In summarize, an early clinical study in patients with BM and LM treated with AZD3759 confirms its BBB-penetrant properties and antitumor activities. The clinical study data demonstrate the potential of AZD3759 for the treatment of BM and LM and support its further clinical evaluation in larger trials.

References

1.Yang Z, Guo Q, Wang Y, Chen K, Zhang L, Cheng Z. AZD3759, a BBB-penetrating EGFR inhibitor for the treatment of EGFR mutant NSCLC with CNS metastases[J]. Sci Transl Med. 2016, 8(368):368ra172.
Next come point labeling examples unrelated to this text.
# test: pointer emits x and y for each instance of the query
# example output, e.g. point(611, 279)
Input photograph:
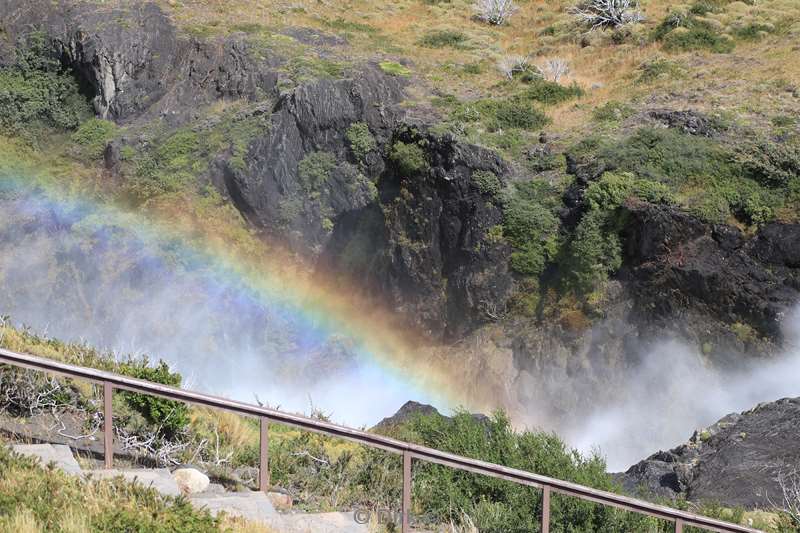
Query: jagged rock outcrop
point(685, 271)
point(426, 246)
point(736, 462)
point(315, 118)
point(132, 60)
point(431, 257)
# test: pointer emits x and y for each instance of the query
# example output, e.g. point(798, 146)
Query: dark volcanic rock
point(679, 267)
point(691, 122)
point(132, 59)
point(735, 462)
point(425, 247)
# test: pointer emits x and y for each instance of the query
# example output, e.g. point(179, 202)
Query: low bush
point(686, 32)
point(612, 112)
point(531, 226)
point(487, 182)
point(444, 38)
point(360, 140)
point(511, 113)
point(551, 93)
point(170, 416)
point(447, 495)
point(92, 137)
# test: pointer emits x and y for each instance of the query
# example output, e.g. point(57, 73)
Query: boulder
point(190, 480)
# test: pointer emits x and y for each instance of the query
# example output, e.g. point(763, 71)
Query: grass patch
point(393, 68)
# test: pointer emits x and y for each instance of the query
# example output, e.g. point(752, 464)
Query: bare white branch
point(608, 13)
point(496, 12)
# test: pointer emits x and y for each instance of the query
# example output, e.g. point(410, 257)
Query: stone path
point(254, 506)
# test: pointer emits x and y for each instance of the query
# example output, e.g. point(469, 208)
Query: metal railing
point(409, 452)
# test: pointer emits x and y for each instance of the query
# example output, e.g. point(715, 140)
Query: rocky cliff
point(345, 172)
point(739, 461)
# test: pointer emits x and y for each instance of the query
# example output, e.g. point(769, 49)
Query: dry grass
point(394, 28)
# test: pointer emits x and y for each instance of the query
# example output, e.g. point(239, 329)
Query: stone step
point(159, 478)
point(322, 523)
point(253, 506)
point(59, 454)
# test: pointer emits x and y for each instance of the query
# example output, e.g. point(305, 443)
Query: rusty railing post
point(406, 509)
point(545, 509)
point(108, 424)
point(263, 457)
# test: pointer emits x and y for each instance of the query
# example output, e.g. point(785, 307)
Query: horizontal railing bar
point(377, 441)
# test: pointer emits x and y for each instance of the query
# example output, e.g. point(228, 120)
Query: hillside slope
point(538, 225)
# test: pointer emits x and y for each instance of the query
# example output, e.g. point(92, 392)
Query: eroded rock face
point(736, 462)
point(134, 62)
point(680, 267)
point(425, 246)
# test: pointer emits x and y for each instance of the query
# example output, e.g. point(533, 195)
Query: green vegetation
point(409, 158)
point(531, 226)
point(493, 505)
point(487, 182)
point(171, 416)
point(612, 112)
point(658, 69)
point(36, 92)
point(444, 38)
point(551, 93)
point(360, 139)
point(315, 170)
point(140, 413)
point(33, 498)
point(393, 68)
point(169, 167)
point(751, 182)
point(172, 161)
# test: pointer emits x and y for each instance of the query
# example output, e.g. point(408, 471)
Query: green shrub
point(37, 91)
point(685, 32)
point(752, 32)
point(551, 93)
point(445, 494)
point(511, 113)
point(613, 188)
point(315, 169)
point(443, 38)
point(531, 226)
point(360, 139)
point(595, 251)
point(658, 69)
point(487, 182)
point(92, 137)
point(774, 164)
point(669, 156)
point(171, 416)
point(612, 112)
point(393, 68)
point(409, 159)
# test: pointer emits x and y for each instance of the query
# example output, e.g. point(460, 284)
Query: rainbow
point(325, 306)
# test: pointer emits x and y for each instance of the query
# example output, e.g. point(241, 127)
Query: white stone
point(190, 480)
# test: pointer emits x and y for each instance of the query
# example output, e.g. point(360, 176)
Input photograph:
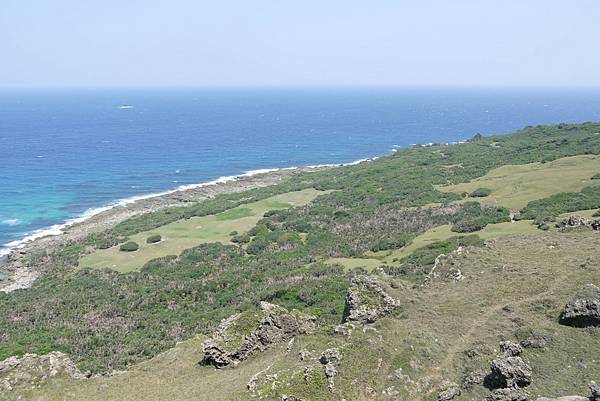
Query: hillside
point(394, 279)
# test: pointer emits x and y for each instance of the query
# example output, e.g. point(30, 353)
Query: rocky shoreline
point(21, 274)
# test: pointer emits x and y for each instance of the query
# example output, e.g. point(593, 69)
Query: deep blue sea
point(63, 153)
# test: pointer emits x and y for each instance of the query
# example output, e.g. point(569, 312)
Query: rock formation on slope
point(584, 309)
point(367, 301)
point(31, 370)
point(241, 335)
point(509, 374)
point(578, 222)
2.Yang JC-H, Cho BC, Kim D-W, Kim S-W, Lee J-S, SuW-C. Osimertinib for patients (pts) with leptomeningeal metastases (LM) from EGFR-mutant non-small cell lung cancer (NSCLC):Updated results from the BLOOM study[J]. J Clin Oncol. 2017, 35(suppl 18):abst 2020.
3.Cho BC, Ahn M-J, Lee J-S, Kim D-W, Kim S-W, John T. Phase I study (BLOOM) of AXD3759, a BBB penetrable EGFR inhibitor, in EGFRm NSCLC patients with leptomeningeal metastasis (LM) who progressed after other anti-cancer therapy[J]. J Clin Oncol. 2017, 35(suppl 18):abst 2069. 
4.Ahn M-J, Kim D-W, Cho BC, Kim S-W, Lee J-S, Ahn JS. Phase I study (BLOOM) of AXD3759, a BBB penetrable EGFR inhibitor, in TKI naïve EGFRm NSCLC patients in CNS metastases[J]. J Clin Oncol. 2017, 35(suppl 18):abst 2006.